Add comprehensive Phase 2 documentation: - Complete design document for two-factor domain verification - Implementation guide with code examples - ADR for implementation decisions (ADR-0004) - ADR for rel="me" email discovery (ADR-008) - Phase 1 impact assessment - All 23 clarification questions answered - Updated architecture docs (indieauth-protocol, security) - Updated ADR-005 with rel="me" approach - Updated backlog with technical debt items Design ready for Phase 2 implementation. Generated with Claude Code https://claude.com/claude-code Co-Authored-By: Claude <noreply@anthropic.com>
15 KiB
ADR-008: rel="me" Email Discovery Pattern
Date: 2025-11-20
Status
Accepted
Context
Gondulf's authentication flow requires email verification as part of two-factor domain verification (see ADR-005).
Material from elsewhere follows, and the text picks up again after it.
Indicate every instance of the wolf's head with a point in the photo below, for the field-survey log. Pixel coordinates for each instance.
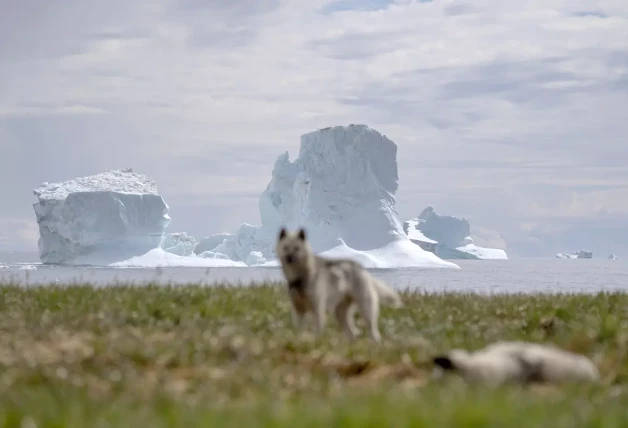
(293, 248)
This raises the question: How do we obtain the user's email address?
Email Acquisition Methods Evaluated
1. User-Provided Email Input
- User manually enters their email address
- Server validates email domain matches identity domain
- Simple UX pattern (familiar from many sites)
2. DNS TXT Record
- Email address stored in DNS:
_email.example.comTXTuser@example.com - Server queries DNS to discover email
- Requires DNS configuration
3. rel="me" Link Discovery (IndieWeb Standard)
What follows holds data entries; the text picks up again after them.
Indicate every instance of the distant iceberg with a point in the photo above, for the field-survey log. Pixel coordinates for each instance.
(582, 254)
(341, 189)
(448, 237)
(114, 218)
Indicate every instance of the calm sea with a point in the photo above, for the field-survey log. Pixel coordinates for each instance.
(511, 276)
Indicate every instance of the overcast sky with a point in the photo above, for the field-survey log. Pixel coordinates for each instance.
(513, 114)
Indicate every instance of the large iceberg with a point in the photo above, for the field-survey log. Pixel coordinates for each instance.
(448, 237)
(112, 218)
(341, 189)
- User publishes email on their site:
<link rel="me" href="mailto:user@example.com"> - Server fetches site and parses HTML for rel="me" links
- Follows IndieWeb standards for identity claims
4. WebFinger Protocol
- Server queries
/.well-known/webfinger?resource={domain} - Standard protocol for identity discovery
- Requires additional endpoint implementation
Requirements
From the user requirement and IndieAuth ecosystem:
- Security: Prevent social engineering and email spoofing
- Simplicity: Keep v1.0.0 implementation straightforward
- Standards: Align with IndieWeb/IndieAuth community practices
- Self-Documenting: Users should understand what they're publishing
IndieWeb Context
The IndieWeb community uses rel="me" as a standard way to assert identity relationships:
- Users publish rel="me" links on their homepage to various profiles (GitHub, Twitter, email, etc.)
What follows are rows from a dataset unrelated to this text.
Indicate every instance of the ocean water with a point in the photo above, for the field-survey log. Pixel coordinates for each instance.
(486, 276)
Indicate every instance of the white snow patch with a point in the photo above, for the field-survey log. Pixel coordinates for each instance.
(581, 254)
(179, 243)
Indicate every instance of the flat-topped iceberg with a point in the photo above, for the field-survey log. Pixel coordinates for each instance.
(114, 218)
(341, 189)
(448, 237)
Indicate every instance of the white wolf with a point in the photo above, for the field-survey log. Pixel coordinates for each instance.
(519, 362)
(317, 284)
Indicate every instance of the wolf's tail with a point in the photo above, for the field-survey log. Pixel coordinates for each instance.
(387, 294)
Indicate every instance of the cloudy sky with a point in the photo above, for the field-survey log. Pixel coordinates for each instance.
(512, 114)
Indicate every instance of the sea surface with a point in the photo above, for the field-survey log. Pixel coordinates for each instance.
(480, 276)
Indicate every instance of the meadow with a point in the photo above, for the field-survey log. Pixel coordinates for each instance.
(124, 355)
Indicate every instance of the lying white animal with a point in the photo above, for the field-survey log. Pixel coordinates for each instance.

- Other tools can discover these relationships by parsing the page
- Well-established pattern in the IndieWeb ecosystem
- Reference implementation: https://thesatelliteoflove.com
Decision
Gondulf v1.0.0 will discover email addresses from rel="me" links published on the user's homepage, following the IndieWeb standard.
Implementation Approach
-
Fetch User's Homepage
- When user initiates authentication with domain (e.g.,
https://example.com) - Server fetches the homepage over HTTPS
- Timeout: 10 seconds
- Follow redirects (max 5)
- Verify SSL certificate
- When user initiates authentication with domain (e.g.,
-
Parse HTML for rel="me" Links
- Use BeautifulSoup for robust HTML parsing (handles malformed HTML)
- Search for
<link rel="me" href="mailto:...">tags - Also check
<a rel="me" href="mailto:...">tags - Extract first matching mailto: link
- Case-insensitive rel attribute matching
-
Validate Email Format
- Basic RFC 5322 format validation
- Length checks (max 254 characters per RFC 5321)
- Format:
user@domain.tld
-
Use Discovered Email
- Send verification code to discovered email
- Display partially masked email to user:
u***@example.com - User cannot modify email (discovered automatically)
-
Error Handling
- If no rel="me" link found: Display setup instructions
- If multiple mailto: links: Use first one
- If site unreachable: Display error with retry option
- If SSL verification fails: Reject (security)
Example HTML
User adds this to their homepage:
<!DOCTYPE html>
<html>
<head>
<title>Phil Skents</title>
<!-- rel="me" link for email -->
<link rel="me" href="mailto:phil@example.com">
<!-- Other rel="me" links (optional) -->
<link rel="me" href="https://github.com/philskents">
<link rel="me" href="https://twitter.com/philskents">
</head>
<body>
<h1>Phil Skents</h1>
<p>This is my personal website.</p>
</body>
</html>
Or visible link:
<a rel="me" href="mailto:phil@example.com">Email me</a>
Rationale
Follows IndieWeb Standards
IndieWeb Alignment:
- rel="me" is the standard way to assert identity in IndieWeb
- Users familiar with IndieAuth likely already have rel="me" configured
- Interoperability with other IndieWeb tools
- Well-documented pattern: https://indieweb.org/rel-me
Community Expectations:
- IndieAuth ecosystem uses rel="me" extensively
- Users understand the pattern
- Existing tutorials and documentation available
- Aligns with decentralized identity principles
Security Benefits
Prevents Social Engineering:
- User cannot claim arbitrary email addresses
- Email must be published on the user's own site
- Attacker cannot trick user into entering wrong email
- Self-attested identity (user declares on their domain)
Reduces Attack Surface:
- No user input field for email (no typos, no XSS)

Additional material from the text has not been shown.